Os médicos vão passar a receitar menos medicamentos aos doentes nos centros de saúde – e sempre que possível devem escolher remédios mais baratos. Esta medida visa ajudar a diminuir o défice no sector da Saúde e vem ao encontro das intenções do ministro da Tutela, Correia de Campos.
25 de Julho de 2005 às 00:00
Os centros de saúde vão passar a receitar remédios mais baratos
Os centros de saúde vão passar a receitar remédios mais baratos FOTO: Sérgio Freitas
Em contrapartida, os clínicos receberam luz verde do governante para criarem cooperativas para gerir as unidades de saúde, o que pode acontecer ainda este ano. Ambas as partes saem satisfeitas.

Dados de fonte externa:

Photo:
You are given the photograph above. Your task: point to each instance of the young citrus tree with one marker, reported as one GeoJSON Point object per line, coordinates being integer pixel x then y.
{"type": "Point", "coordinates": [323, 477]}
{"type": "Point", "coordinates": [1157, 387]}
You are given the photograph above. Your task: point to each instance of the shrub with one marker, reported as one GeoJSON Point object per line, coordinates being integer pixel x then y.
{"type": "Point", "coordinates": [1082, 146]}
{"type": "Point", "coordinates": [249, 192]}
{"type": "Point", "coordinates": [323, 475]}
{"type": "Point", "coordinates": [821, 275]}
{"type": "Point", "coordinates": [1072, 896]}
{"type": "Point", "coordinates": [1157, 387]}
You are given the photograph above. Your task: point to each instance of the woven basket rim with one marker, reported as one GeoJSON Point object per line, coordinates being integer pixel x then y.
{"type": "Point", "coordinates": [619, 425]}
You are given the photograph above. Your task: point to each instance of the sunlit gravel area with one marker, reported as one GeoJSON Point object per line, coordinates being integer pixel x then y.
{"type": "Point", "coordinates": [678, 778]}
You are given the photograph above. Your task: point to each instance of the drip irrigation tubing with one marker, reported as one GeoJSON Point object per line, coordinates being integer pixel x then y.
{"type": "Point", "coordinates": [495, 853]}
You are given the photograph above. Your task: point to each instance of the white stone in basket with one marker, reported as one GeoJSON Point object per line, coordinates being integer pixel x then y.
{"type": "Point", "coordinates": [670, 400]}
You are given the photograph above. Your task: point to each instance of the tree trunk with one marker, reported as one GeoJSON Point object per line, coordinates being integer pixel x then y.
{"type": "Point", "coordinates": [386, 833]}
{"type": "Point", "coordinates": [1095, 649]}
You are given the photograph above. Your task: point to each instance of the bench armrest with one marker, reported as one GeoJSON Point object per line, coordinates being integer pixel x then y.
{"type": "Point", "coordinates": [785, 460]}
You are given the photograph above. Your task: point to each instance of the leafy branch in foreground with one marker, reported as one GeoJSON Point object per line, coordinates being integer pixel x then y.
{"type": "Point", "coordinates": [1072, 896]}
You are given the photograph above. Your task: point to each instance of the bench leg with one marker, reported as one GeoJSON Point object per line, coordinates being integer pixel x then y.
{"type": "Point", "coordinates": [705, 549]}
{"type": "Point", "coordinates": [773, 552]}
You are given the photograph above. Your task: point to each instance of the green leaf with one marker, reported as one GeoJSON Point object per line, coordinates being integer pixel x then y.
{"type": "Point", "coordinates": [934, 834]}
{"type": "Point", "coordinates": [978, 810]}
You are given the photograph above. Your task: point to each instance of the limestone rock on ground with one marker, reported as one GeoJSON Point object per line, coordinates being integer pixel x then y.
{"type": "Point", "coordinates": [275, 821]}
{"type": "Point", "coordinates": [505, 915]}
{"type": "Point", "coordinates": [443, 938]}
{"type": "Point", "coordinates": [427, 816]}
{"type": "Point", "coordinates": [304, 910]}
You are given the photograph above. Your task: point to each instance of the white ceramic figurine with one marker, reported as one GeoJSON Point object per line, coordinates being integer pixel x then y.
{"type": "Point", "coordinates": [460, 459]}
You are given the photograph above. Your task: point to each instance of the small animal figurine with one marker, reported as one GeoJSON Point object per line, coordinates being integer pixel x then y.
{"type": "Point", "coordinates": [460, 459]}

Este acordo resulta de uma reunião, no final desta semana, entre Correia de Campos e os médicos, representados pelo Sindicato Independente dos Médicos (SIM).
Esta contenção da despesa com os fármacos – em 2004, a venda total de medicamentos em Portugal ascendeu a perto de três mil milhões de euros (ver texto ao lado) – é uma medida compreendida e aceite por António Bento, presidente do SIM, que admite ao CM que os médicos prescrevem medicamentos a mais e por vezes optam pelos mais caros. De seguida lembra que Portugal é dos países europeus que apresenta os valores mais elevados na venda e consumo de medicamentos.
DOENTES PEDEM
“Não é apenas prescrever menos, mas sim melhor, de forma mais eficaz e mais barata. Admito que em muitas situações se prescrevem os medicamentos mais caros, quando a situação era resolvida por outros fármacos mais baratos”, afirma o dirigente sindical.
António Bento dá como exemplo o tratamento de amigdalites (infecção na garganta). “Frequentemente prescrevem-se antibióticos de 5.ª geração – fármacos mais recentes e mais caros – para o seu tratamento, que pode não se justificar, pois a situação podia ser resolvida por outros antibióticos mais antigos e mais baratos”, realça.
Questionado o porquê desta opção de prescrição, o sindicalista responde que “os médicos também são humanos e sensíveis à publicidade. Se lhes dizem que um determinado medicamento é muito bom, que resolve muitas situações, é natural que o prescrevam. O apelo do ministro é para que se prescreva mais correctamente”.
Um outro aspecto contribui para a grande prescrição de medicamentos: o apelo dos doentes.
“Os doentes pedem aos médicos receitas de medicamentos e não admitem sair de uma consulta sem pelo menos uma receita na mão. Temos de reconhecer que as pessoas tomam fármacos em demasia, tomam uns comprimidos para acordar, outros para dormir, uns para fazer este efeito, outros para tirar o seu efeito e não nos podemos esquecer que os medicamentos provocam interacção uns com os outros e o seu efeito pode ser perigoso”, conclui.
TRÊS MIL MILHÕES SÓ PARA AS FARMÁCIAS
O estudo ‘Análise do crescimento da despesa no mercado total de medicamentos 2003-2004’, do Observatório do Medicamento do Instituto Nacional da Farmácia e do Medicamento (Infarmed) refere que o aumento da despesa deveu-se em grande parte com a venda dos genéricos, que representaram 7,9 por cento do mercado total.
Tratar a hipertensão arterial foi a maior factura apresentada às farmácias, com uma despesa de 428 milhões de euros no ano passado. O tratamento das doenças do foro psiquiátrico surge em segundo lugar na tabela dos custos, com uma despesa que ronda os 305 milhões de euros, em 2004. A depressão é a principal doença psiquiátrica a merecer tratamento farmacológico, logo seguida da ansiedade e do stress.
O Infarmed considera que “é importante analisar em futuros estudos se a utilização das substâncias mais recentes e mais caras – que em 2004 foram responsáveis por uma despesa de 126 milhões de euros – representam ganhos em saúde que justifiquem os encargos que acarretam para o Serviço Nacional de Saúde e para o utente”.